Marsden Grant to study disarmament
Dr Anna Hood from the University of Auckland
Law School has been awarded a Marsden Grant worth $300,000
to study coercive disarmament.
Awarded annually, the Marsden Fund is managed by the Royal Society Te Apārangi on behalf of the government and supports excellence in science, engineering, maths, social sciences and the humanities in New Zealand by providing grants for investigator-initiated research.
With weapons posing one of the greatest threats to international peace and security, disarmament is one of the primary mechanisms for addressing the threat.
To date, the vast majority of academic work on the subject has focused on voluntary disarmament, where states come together and freely agree to limit or give up their weapons.
Scant attention has been paid to coercive disarmament, when a state, group of states or international organisations force another state to give up or limit their weapons. Prominent examples include the Security Council repeatedly taking action against North Korea and Iran to shut down their nuclear programmes, and the US and its allies invading Iraq in 2003 to destroy the weapons of mass destruction the country supposedly harboured.

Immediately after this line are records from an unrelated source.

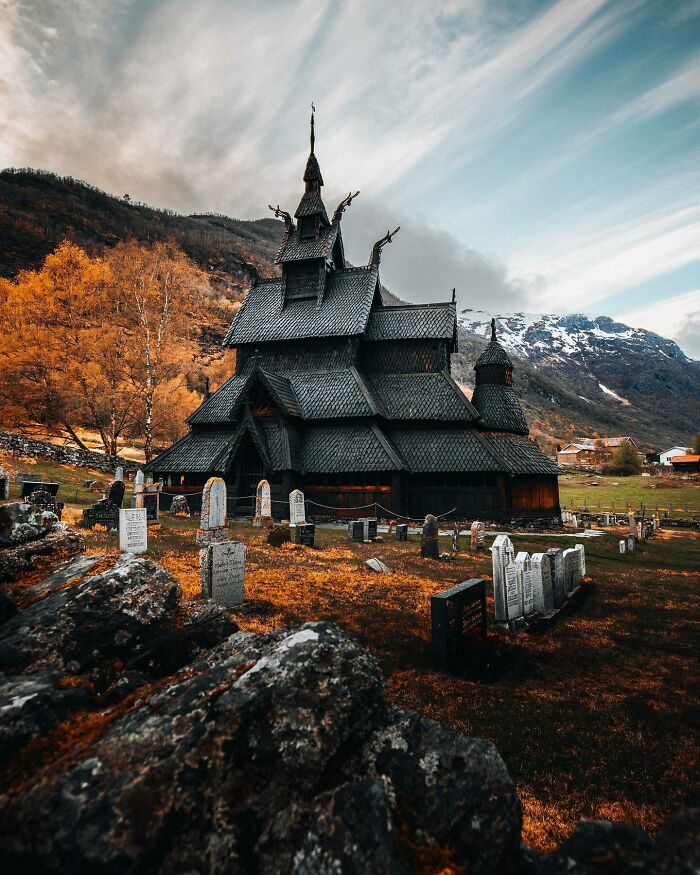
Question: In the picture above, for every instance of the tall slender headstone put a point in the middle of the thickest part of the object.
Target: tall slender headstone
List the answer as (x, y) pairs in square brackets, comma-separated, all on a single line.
[(297, 508), (212, 526), (542, 593), (502, 554), (263, 506), (429, 544)]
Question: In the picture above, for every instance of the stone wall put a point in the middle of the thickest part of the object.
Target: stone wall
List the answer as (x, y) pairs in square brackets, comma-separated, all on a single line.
[(32, 448)]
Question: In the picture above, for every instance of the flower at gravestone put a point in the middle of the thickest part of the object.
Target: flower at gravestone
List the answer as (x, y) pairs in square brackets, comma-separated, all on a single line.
[(429, 545)]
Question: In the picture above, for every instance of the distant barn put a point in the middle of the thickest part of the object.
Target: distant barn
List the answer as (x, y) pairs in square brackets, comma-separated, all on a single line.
[(352, 401)]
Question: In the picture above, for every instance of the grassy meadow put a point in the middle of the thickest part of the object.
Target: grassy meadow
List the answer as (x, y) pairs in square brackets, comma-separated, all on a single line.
[(596, 717)]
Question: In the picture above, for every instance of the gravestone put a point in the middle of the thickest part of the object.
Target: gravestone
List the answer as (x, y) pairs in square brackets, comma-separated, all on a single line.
[(133, 530), (458, 625), (429, 545), (572, 577), (502, 554), (478, 535), (514, 593), (556, 561), (151, 501), (222, 573), (297, 508), (212, 526), (179, 506), (305, 534), (522, 560), (263, 506), (377, 565), (542, 593), (356, 530), (139, 489)]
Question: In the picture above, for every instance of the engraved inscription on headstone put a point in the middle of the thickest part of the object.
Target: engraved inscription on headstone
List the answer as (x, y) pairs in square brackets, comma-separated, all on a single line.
[(222, 572), (429, 545), (297, 508), (133, 530), (458, 623)]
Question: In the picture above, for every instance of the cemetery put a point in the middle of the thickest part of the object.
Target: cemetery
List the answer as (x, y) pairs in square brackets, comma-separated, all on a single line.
[(452, 637)]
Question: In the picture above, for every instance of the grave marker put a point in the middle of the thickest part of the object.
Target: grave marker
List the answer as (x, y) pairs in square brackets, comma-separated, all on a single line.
[(212, 526), (502, 553), (458, 622), (297, 508), (429, 544), (222, 573), (133, 530)]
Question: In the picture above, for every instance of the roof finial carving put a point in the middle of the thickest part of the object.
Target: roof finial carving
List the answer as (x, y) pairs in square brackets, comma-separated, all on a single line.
[(313, 138), (342, 206), (380, 244)]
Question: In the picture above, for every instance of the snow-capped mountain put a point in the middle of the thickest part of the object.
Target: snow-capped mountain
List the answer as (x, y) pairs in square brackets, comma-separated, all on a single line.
[(576, 374)]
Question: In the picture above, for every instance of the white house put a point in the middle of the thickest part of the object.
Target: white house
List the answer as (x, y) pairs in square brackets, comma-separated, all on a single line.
[(665, 458)]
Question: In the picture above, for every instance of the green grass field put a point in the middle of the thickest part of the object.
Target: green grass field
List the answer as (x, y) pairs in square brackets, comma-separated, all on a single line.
[(656, 494)]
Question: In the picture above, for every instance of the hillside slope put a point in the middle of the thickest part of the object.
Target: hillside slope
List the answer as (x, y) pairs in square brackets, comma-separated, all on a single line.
[(574, 375)]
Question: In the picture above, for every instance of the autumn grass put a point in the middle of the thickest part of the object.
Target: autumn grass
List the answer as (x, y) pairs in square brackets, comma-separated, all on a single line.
[(678, 497), (597, 717)]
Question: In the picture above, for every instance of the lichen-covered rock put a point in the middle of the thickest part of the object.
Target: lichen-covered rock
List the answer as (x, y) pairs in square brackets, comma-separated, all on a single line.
[(102, 617)]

Dr Hood’s research project titled Coercive Disarmament in International Law: 1919-2019 received a Marsden Fast-Start Grant. The funding will be distributed over three years, allowing Dr Hood to map the different coercive disarmament measures that have been created over the last century through international law - treaties, UN Security Council resolutions etc – and evaluate the key trends.
The aim of Dr Hood’s research is to produce a critical history of coercive disarmament law during the last decade. It will be the first time the suite of forcible disarmament measures embedded in international instruments have been systematically identified and analysed, and the first time that their role in the international legal system has been critically examined and conceptualised.
Specifically, the project will explore whether and how coercive disarmament can be understood as a form of collective punishment, a mode of preventative regulation, a means of authorising interventions into the governance or states, a modern form of banishment and/or other methods of control.
Dr Anna Hood is an expert in international law and a Senior Lecturer in the Faculty of Law at the University of Auckland. She has a Master of Laws from New York University and a PhD from the University of Melbourne. Her research interests include international law and security, refugee and disarmament law.